9 June 2007

Whatever it takes

Friday was definitely the worst Friday ever.

I wandered in to the office with my coffee, and discovered that my main work laptop—an IBM ThinkPad, obviously—had mysteriously powered itself off overnight, instead of merely going to sleep. I booted it, only to get the dreaded Fan error message.

(If you’re falling asleep already, skip down to the moral of the story.)

A fan error is pretty much the kiss of death for a recent laptop. The quest for ever faster and slimmer portable computers means that today’s portables are designed with fans that suck cooling air through their innards. No fan means the machine overheats as soon as you do anything that strains it a bit; and that could be something as trivial as leaving a web browser running on a Flash-heavy web site, especially if you have Eclipse running in the background.

Still, I have a backup laptop, for exactly this eventuality. I keep it mostly synched up with the main one. I started transferring my recent data across. Before long I was logged in to work via the VPN.

I’d just gotten my first batch of e-mail when I discovered that a clever user had found a way to bypass ACL security and replicate an old, shut down database with a new, in production database. This had wiped a chunk of important configuration data.

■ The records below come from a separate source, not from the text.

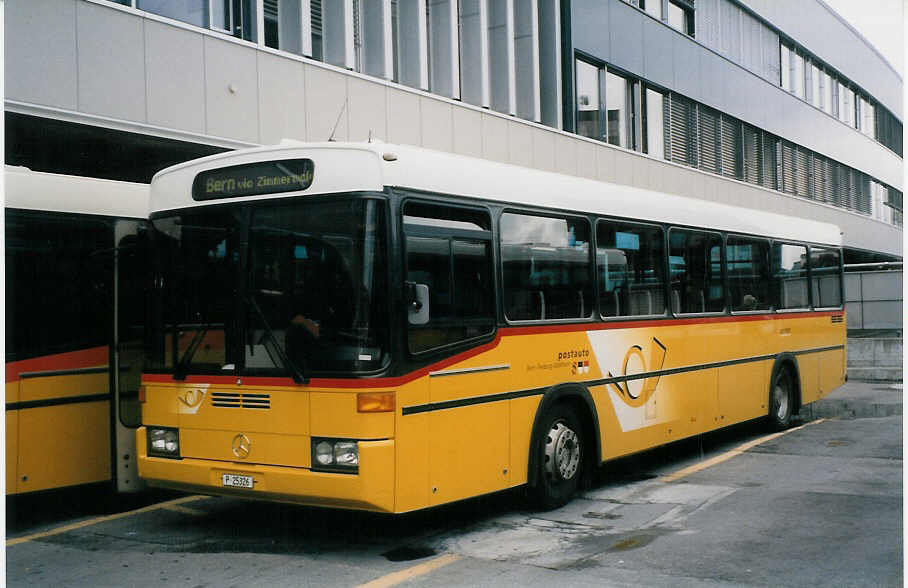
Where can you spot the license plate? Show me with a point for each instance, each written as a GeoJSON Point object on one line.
{"type": "Point", "coordinates": [235, 481]}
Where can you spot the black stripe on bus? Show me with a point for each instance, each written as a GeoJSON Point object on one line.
{"type": "Point", "coordinates": [70, 372]}
{"type": "Point", "coordinates": [433, 406]}
{"type": "Point", "coordinates": [56, 401]}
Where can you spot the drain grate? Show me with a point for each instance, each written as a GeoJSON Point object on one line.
{"type": "Point", "coordinates": [408, 553]}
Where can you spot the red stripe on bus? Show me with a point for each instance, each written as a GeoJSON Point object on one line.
{"type": "Point", "coordinates": [350, 383]}
{"type": "Point", "coordinates": [84, 358]}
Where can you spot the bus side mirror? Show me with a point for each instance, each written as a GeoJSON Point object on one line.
{"type": "Point", "coordinates": [417, 303]}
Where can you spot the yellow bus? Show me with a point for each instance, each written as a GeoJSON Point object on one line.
{"type": "Point", "coordinates": [389, 328]}
{"type": "Point", "coordinates": [75, 293]}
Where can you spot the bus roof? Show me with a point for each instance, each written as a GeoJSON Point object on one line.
{"type": "Point", "coordinates": [342, 167]}
{"type": "Point", "coordinates": [31, 190]}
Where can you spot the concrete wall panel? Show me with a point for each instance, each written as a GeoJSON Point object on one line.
{"type": "Point", "coordinates": [495, 138]}
{"type": "Point", "coordinates": [624, 167]}
{"type": "Point", "coordinates": [605, 164]}
{"type": "Point", "coordinates": [591, 31]}
{"type": "Point", "coordinates": [586, 160]}
{"type": "Point", "coordinates": [437, 124]}
{"type": "Point", "coordinates": [231, 90]}
{"type": "Point", "coordinates": [821, 32]}
{"type": "Point", "coordinates": [718, 76]}
{"type": "Point", "coordinates": [403, 117]}
{"type": "Point", "coordinates": [367, 110]}
{"type": "Point", "coordinates": [543, 150]}
{"type": "Point", "coordinates": [882, 286]}
{"type": "Point", "coordinates": [626, 36]}
{"type": "Point", "coordinates": [326, 93]}
{"type": "Point", "coordinates": [282, 99]}
{"type": "Point", "coordinates": [686, 65]}
{"type": "Point", "coordinates": [882, 315]}
{"type": "Point", "coordinates": [852, 287]}
{"type": "Point", "coordinates": [520, 144]}
{"type": "Point", "coordinates": [467, 132]}
{"type": "Point", "coordinates": [49, 76]}
{"type": "Point", "coordinates": [657, 53]}
{"type": "Point", "coordinates": [110, 42]}
{"type": "Point", "coordinates": [176, 88]}
{"type": "Point", "coordinates": [566, 155]}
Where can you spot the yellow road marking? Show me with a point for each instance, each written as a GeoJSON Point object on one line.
{"type": "Point", "coordinates": [183, 509]}
{"type": "Point", "coordinates": [96, 520]}
{"type": "Point", "coordinates": [396, 578]}
{"type": "Point", "coordinates": [683, 473]}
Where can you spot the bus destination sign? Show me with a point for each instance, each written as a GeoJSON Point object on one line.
{"type": "Point", "coordinates": [252, 179]}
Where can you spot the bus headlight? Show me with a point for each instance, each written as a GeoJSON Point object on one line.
{"type": "Point", "coordinates": [335, 455]}
{"type": "Point", "coordinates": [163, 442]}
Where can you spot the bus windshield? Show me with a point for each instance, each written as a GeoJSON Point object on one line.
{"type": "Point", "coordinates": [283, 288]}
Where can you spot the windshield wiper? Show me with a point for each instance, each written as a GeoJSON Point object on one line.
{"type": "Point", "coordinates": [182, 368]}
{"type": "Point", "coordinates": [300, 376]}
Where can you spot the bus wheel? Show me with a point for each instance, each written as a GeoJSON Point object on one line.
{"type": "Point", "coordinates": [781, 400]}
{"type": "Point", "coordinates": [560, 459]}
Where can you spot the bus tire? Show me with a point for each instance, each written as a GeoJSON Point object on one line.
{"type": "Point", "coordinates": [781, 399]}
{"type": "Point", "coordinates": [561, 457]}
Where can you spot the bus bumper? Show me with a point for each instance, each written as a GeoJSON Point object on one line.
{"type": "Point", "coordinates": [372, 488]}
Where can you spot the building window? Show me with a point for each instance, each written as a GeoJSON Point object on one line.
{"type": "Point", "coordinates": [709, 135]}
{"type": "Point", "coordinates": [234, 17]}
{"type": "Point", "coordinates": [654, 122]}
{"type": "Point", "coordinates": [816, 85]}
{"type": "Point", "coordinates": [785, 68]}
{"type": "Point", "coordinates": [590, 123]}
{"type": "Point", "coordinates": [681, 16]}
{"type": "Point", "coordinates": [797, 75]}
{"type": "Point", "coordinates": [868, 122]}
{"type": "Point", "coordinates": [846, 104]}
{"type": "Point", "coordinates": [189, 11]}
{"type": "Point", "coordinates": [619, 110]}
{"type": "Point", "coordinates": [652, 7]}
{"type": "Point", "coordinates": [826, 83]}
{"type": "Point", "coordinates": [682, 134]}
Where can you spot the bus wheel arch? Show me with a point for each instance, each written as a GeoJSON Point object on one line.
{"type": "Point", "coordinates": [564, 411]}
{"type": "Point", "coordinates": [784, 391]}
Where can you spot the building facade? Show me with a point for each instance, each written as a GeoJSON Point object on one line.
{"type": "Point", "coordinates": [778, 106]}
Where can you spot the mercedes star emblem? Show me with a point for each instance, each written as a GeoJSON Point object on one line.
{"type": "Point", "coordinates": [241, 446]}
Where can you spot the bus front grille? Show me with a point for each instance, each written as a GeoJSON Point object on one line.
{"type": "Point", "coordinates": [234, 400]}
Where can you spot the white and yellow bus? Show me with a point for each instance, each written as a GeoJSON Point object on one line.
{"type": "Point", "coordinates": [389, 328]}
{"type": "Point", "coordinates": [74, 314]}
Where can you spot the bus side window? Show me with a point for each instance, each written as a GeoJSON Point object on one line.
{"type": "Point", "coordinates": [789, 270]}
{"type": "Point", "coordinates": [448, 252]}
{"type": "Point", "coordinates": [825, 271]}
{"type": "Point", "coordinates": [695, 260]}
{"type": "Point", "coordinates": [57, 283]}
{"type": "Point", "coordinates": [630, 267]}
{"type": "Point", "coordinates": [546, 267]}
{"type": "Point", "coordinates": [747, 266]}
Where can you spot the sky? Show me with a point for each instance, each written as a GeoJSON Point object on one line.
{"type": "Point", "coordinates": [882, 22]}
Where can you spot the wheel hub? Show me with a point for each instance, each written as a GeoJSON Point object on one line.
{"type": "Point", "coordinates": [562, 452]}
{"type": "Point", "coordinates": [780, 397]}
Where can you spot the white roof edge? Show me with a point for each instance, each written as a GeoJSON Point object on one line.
{"type": "Point", "coordinates": [32, 190]}
{"type": "Point", "coordinates": [461, 175]}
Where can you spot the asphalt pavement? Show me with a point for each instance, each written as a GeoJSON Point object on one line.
{"type": "Point", "coordinates": [818, 504]}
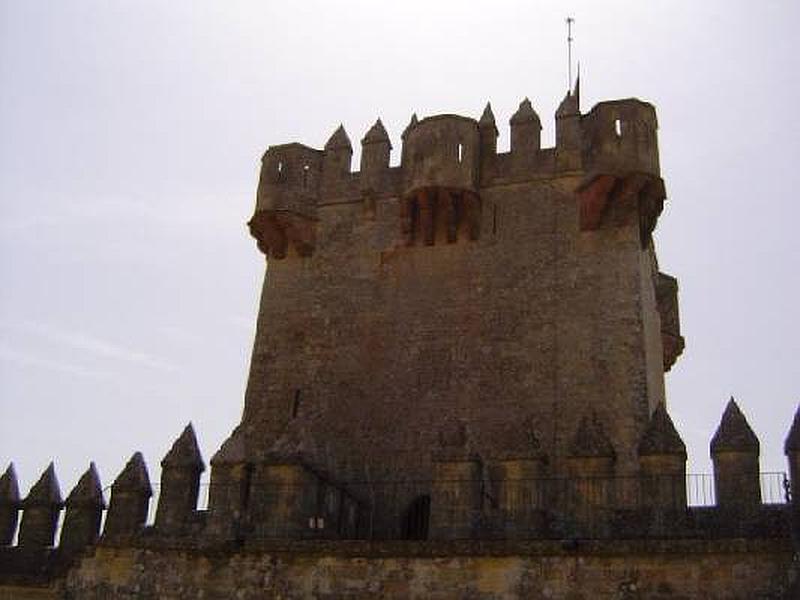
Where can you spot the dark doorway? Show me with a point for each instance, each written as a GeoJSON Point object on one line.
{"type": "Point", "coordinates": [416, 518]}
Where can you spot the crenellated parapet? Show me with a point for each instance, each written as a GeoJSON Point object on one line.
{"type": "Point", "coordinates": [506, 493]}
{"type": "Point", "coordinates": [448, 161]}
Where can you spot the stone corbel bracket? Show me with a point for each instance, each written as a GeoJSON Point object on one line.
{"type": "Point", "coordinates": [458, 209]}
{"type": "Point", "coordinates": [277, 231]}
{"type": "Point", "coordinates": [607, 200]}
{"type": "Point", "coordinates": [667, 300]}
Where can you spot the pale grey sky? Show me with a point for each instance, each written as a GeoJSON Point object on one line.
{"type": "Point", "coordinates": [131, 134]}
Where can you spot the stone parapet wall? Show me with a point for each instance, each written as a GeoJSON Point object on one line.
{"type": "Point", "coordinates": [730, 569]}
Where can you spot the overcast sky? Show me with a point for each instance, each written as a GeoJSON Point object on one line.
{"type": "Point", "coordinates": [130, 140]}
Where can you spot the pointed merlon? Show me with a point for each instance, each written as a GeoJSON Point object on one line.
{"type": "Point", "coordinates": [569, 106]}
{"type": "Point", "coordinates": [232, 450]}
{"type": "Point", "coordinates": [661, 437]}
{"type": "Point", "coordinates": [525, 114]}
{"type": "Point", "coordinates": [792, 443]}
{"type": "Point", "coordinates": [376, 135]}
{"type": "Point", "coordinates": [9, 487]}
{"type": "Point", "coordinates": [411, 124]}
{"type": "Point", "coordinates": [591, 440]}
{"type": "Point", "coordinates": [88, 491]}
{"type": "Point", "coordinates": [46, 491]}
{"type": "Point", "coordinates": [134, 476]}
{"type": "Point", "coordinates": [185, 452]}
{"type": "Point", "coordinates": [339, 140]}
{"type": "Point", "coordinates": [734, 432]}
{"type": "Point", "coordinates": [487, 119]}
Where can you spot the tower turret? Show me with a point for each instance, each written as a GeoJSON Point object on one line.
{"type": "Point", "coordinates": [734, 452]}
{"type": "Point", "coordinates": [41, 508]}
{"type": "Point", "coordinates": [9, 505]}
{"type": "Point", "coordinates": [85, 506]}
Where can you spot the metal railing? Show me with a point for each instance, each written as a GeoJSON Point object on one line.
{"type": "Point", "coordinates": [593, 507]}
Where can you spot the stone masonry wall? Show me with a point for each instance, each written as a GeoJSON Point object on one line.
{"type": "Point", "coordinates": [733, 570]}
{"type": "Point", "coordinates": [371, 346]}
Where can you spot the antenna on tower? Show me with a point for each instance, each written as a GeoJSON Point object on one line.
{"type": "Point", "coordinates": [570, 21]}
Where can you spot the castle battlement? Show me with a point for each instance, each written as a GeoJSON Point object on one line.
{"type": "Point", "coordinates": [447, 162]}
{"type": "Point", "coordinates": [468, 348]}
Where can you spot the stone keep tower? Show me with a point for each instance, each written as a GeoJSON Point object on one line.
{"type": "Point", "coordinates": [465, 307]}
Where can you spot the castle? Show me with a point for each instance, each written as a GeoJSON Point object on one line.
{"type": "Point", "coordinates": [456, 391]}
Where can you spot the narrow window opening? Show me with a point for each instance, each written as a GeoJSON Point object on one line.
{"type": "Point", "coordinates": [416, 519]}
{"type": "Point", "coordinates": [246, 485]}
{"type": "Point", "coordinates": [296, 404]}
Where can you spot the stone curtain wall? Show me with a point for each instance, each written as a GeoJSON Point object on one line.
{"type": "Point", "coordinates": [730, 570]}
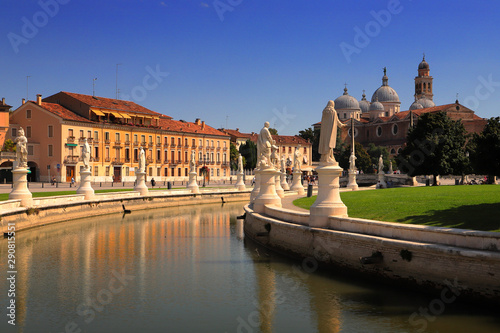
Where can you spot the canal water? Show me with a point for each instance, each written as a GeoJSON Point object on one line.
{"type": "Point", "coordinates": [190, 269]}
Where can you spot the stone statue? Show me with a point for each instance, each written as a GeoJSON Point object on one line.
{"type": "Point", "coordinates": [86, 155]}
{"type": "Point", "coordinates": [192, 163]}
{"type": "Point", "coordinates": [21, 150]}
{"type": "Point", "coordinates": [352, 162]}
{"type": "Point", "coordinates": [240, 164]}
{"type": "Point", "coordinates": [264, 144]}
{"type": "Point", "coordinates": [142, 161]}
{"type": "Point", "coordinates": [297, 163]}
{"type": "Point", "coordinates": [328, 135]}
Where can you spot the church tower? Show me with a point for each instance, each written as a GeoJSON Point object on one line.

I found the backup I could get at most quickly, and did a temporary restore. Then I asked a colleague to pull a more recent backup onto a spare partition of the System i server (aka AS/400), which I then used to do a proper restoration.

I had just about finished documenting what had happened and putting new precautions in place to stop it happening again, when my laptop locked up solid. I suspected the ATI video drivers, so I switched back to the open source ones (which are less buggy) and continued.

Overnight, it locked up again. This was very suspicious. To have Linux lock up once, well, that’s not unheard of when proprietary drivers are involved. But to have it lock up twice, the second time with no closed source software running in the kernel—that smelled fishy.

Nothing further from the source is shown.